市政刷新ネットワークの代表質問は2つ、「市の災害対策について」「2人目の副市長の公募について」だ。しかし、議員に代表質問の原稿を書く能力は…ない。どちらも俺が原稿を書き、どちらも前回の選挙で初当選した議員が質問に立った。要するに「鉄砲玉」だ。その様子を、議場の後方に座ったベテラン議員がじっと見ている。
俺はその様子をyoutubeの生配信で見ていた。ゴーストライターの俺が議会を傍聴するわけにはいかない。
Sは歯切れよく、論理的に答弁していた。1年生議員の女性も、70歳を越えて初立候補・初当選したRさんも、全く歯が立たない。そして、市長に明快に否定されると、女性もRさんも感情的になって持論を展開し始める。議会の代表質問とは言えない。議論でも災害対策でもない。非建設的感情論の押し付けである。
ただ、それを見て気づいた。Sの答弁には隙が無い。そういう「論理的正しさ」は、時に人を怒らせることがある。
そして、論理的な正しさに怒る人には感情論の方が届く。
「市民のリーダーである市長が、台風が近づいている時、プライベートを優先してトライアスロン大会に参加したことは許せない」
「大事な副市長をネットで公募するのは、ネットやパソコン、スマホを持たない人にとっての差別だ。平等・公平の原則に反するものだ」という(よくわからない)感情論の方が、人々の共感を呼ぶのだ。
採決の対象になるのは、2人目の副市長の公募案だ。
転職サイトなどを使うので、その分の予算が必要だからだ。
採決の結果、賛成6:反対5で、副市長公募案は通った。
市政刷新ネットワークに参加した議員は6名いる。ただ、その中から1人が議長になっている。議長には投票権がない。
市議会が終わると、市民からこんな言葉が届いた。
「市長の言っていることは正しいかもしらんが、言い方が気に食わん」
「市長の言っていることは難しくてよくわからん。それ比べて、議員の話はよくわかる。これからも頑張って欲しい」
個人的には理想である。
市政刷新ネットワークの(よくわからない)感情論は支持を得つつも、S市長の施策は通る。俺の仕事とふるさとの町の希望ある未来が両立するではないか。

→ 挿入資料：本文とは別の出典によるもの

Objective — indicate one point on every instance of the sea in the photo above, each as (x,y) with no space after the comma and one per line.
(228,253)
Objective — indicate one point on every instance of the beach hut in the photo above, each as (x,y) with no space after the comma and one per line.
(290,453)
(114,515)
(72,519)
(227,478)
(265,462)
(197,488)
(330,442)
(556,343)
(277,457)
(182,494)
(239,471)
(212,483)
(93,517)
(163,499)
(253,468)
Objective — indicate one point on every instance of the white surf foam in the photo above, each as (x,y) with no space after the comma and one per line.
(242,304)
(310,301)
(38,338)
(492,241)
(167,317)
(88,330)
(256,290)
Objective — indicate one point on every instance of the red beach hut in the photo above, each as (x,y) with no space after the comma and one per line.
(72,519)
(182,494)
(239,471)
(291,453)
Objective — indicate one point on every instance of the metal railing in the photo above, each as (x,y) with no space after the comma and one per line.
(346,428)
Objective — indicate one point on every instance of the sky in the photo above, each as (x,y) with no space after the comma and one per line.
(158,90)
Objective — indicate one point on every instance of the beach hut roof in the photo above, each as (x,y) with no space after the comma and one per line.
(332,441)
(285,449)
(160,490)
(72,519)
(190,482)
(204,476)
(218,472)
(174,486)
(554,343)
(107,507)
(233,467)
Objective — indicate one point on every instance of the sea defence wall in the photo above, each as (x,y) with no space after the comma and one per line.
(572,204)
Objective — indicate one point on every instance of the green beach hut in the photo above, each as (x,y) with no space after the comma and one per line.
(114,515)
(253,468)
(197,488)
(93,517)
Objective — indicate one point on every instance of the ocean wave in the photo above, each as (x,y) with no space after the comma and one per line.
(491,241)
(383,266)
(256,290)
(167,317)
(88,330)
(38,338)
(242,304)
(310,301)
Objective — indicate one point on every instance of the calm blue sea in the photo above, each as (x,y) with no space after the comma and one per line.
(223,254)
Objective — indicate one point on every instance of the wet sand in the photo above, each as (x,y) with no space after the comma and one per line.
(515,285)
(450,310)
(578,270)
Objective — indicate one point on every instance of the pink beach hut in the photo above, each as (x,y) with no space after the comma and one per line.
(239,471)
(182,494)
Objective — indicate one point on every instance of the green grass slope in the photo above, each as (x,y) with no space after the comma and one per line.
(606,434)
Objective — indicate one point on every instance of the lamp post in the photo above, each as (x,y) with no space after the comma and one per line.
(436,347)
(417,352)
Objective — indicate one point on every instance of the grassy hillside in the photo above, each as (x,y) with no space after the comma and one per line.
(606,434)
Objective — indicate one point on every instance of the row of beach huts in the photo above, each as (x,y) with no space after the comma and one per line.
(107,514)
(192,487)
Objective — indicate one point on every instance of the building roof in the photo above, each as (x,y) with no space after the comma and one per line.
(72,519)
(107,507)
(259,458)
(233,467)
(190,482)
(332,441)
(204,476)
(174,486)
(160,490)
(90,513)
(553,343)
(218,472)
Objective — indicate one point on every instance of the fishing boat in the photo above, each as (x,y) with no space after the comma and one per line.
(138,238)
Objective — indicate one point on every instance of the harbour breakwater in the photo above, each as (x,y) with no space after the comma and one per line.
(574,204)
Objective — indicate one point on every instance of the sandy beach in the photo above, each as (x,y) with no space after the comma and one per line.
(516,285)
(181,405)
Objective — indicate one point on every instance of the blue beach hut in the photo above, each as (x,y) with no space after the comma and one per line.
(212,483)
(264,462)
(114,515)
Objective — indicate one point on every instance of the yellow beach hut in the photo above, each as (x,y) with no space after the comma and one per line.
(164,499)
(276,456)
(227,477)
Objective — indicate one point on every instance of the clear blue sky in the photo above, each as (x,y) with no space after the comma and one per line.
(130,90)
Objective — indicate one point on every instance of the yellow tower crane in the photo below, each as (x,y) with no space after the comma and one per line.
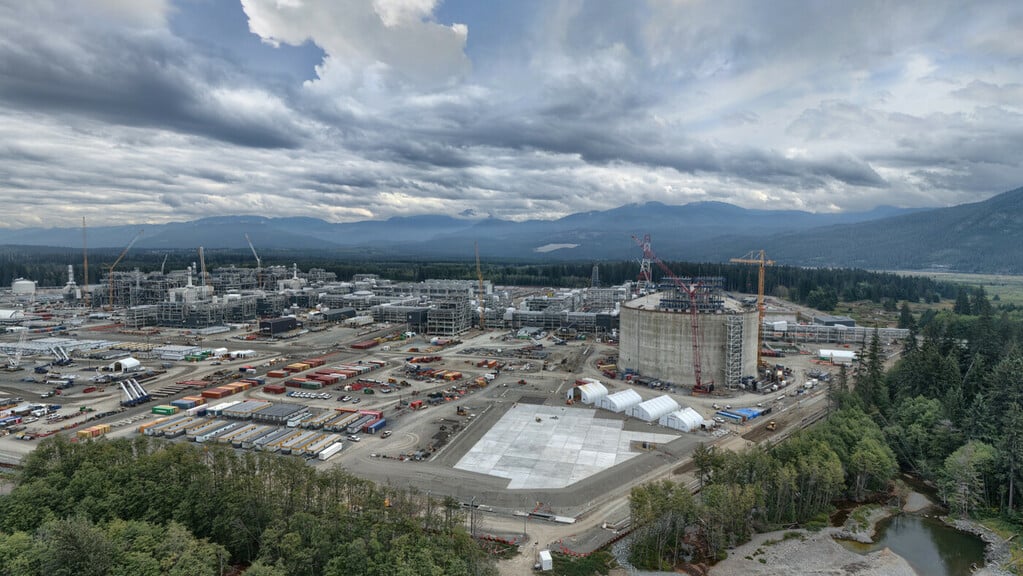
(758,257)
(479,274)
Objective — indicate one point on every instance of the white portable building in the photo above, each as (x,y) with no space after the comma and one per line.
(589,393)
(837,356)
(620,401)
(546,562)
(654,408)
(685,419)
(128,364)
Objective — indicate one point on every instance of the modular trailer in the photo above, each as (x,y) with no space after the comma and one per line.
(264,442)
(203,429)
(229,437)
(318,446)
(329,451)
(214,433)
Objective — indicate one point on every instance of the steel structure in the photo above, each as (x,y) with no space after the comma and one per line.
(483,303)
(259,265)
(691,292)
(758,257)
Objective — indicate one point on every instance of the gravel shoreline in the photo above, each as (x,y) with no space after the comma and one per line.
(804,552)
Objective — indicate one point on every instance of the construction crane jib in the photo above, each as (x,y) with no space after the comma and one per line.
(691,292)
(758,257)
(109,274)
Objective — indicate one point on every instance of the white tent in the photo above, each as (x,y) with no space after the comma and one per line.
(654,408)
(620,401)
(588,393)
(128,364)
(685,419)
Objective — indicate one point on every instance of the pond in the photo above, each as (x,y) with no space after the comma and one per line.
(931,547)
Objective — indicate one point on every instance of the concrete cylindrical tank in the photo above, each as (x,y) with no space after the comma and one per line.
(659,344)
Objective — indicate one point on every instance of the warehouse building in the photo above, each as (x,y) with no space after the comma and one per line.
(620,401)
(654,408)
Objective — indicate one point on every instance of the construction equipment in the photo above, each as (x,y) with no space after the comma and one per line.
(483,304)
(757,257)
(109,274)
(690,291)
(259,265)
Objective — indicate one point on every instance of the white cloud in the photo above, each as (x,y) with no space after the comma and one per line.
(370,47)
(583,105)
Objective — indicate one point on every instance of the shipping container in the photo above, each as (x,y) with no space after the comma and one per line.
(142,428)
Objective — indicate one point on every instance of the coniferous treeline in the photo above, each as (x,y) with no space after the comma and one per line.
(139,506)
(818,288)
(949,410)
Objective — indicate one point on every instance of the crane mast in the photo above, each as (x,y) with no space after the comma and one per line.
(691,292)
(759,258)
(259,265)
(479,274)
(85,266)
(116,262)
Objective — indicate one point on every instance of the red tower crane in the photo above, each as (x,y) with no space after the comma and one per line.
(691,292)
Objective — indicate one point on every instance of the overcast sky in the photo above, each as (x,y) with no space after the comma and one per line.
(153,111)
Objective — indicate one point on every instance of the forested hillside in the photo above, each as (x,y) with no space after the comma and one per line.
(950,411)
(137,507)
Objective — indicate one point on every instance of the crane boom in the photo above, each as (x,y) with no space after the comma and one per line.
(691,292)
(116,262)
(259,265)
(758,257)
(479,274)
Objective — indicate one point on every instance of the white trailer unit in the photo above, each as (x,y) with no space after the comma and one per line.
(329,451)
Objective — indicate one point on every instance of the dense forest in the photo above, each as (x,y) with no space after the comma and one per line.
(138,507)
(819,288)
(949,411)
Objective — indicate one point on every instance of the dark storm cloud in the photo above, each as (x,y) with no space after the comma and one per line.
(130,77)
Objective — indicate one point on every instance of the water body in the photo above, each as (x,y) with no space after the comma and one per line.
(931,547)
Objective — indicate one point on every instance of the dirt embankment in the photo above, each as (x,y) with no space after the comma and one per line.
(801,552)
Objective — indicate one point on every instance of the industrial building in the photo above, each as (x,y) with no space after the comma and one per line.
(656,339)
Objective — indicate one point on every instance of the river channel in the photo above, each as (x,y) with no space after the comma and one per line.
(931,547)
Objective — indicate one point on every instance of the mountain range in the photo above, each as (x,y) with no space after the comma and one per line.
(982,236)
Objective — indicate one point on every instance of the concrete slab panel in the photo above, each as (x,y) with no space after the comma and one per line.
(567,445)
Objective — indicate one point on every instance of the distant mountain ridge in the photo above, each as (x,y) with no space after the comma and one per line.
(981,236)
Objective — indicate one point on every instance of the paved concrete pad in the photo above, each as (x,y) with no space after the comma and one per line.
(564,447)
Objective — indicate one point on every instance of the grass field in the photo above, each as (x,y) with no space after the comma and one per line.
(1009,289)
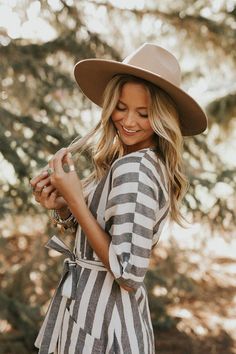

論理的な正しさや今の時代の当たり前を理解するには、知的な経験と教養とが必要だ。したがって市長としてのSの言葉や考え方を理解できる人は限られる。
その「限られた人」の意見で市政は進みつつ、刷新ネットワークの議員の時代遅れの発想で不満を持つ市民のガス抜きをする。
これなら、俺の良心はあまり痛まない。少しホッとした。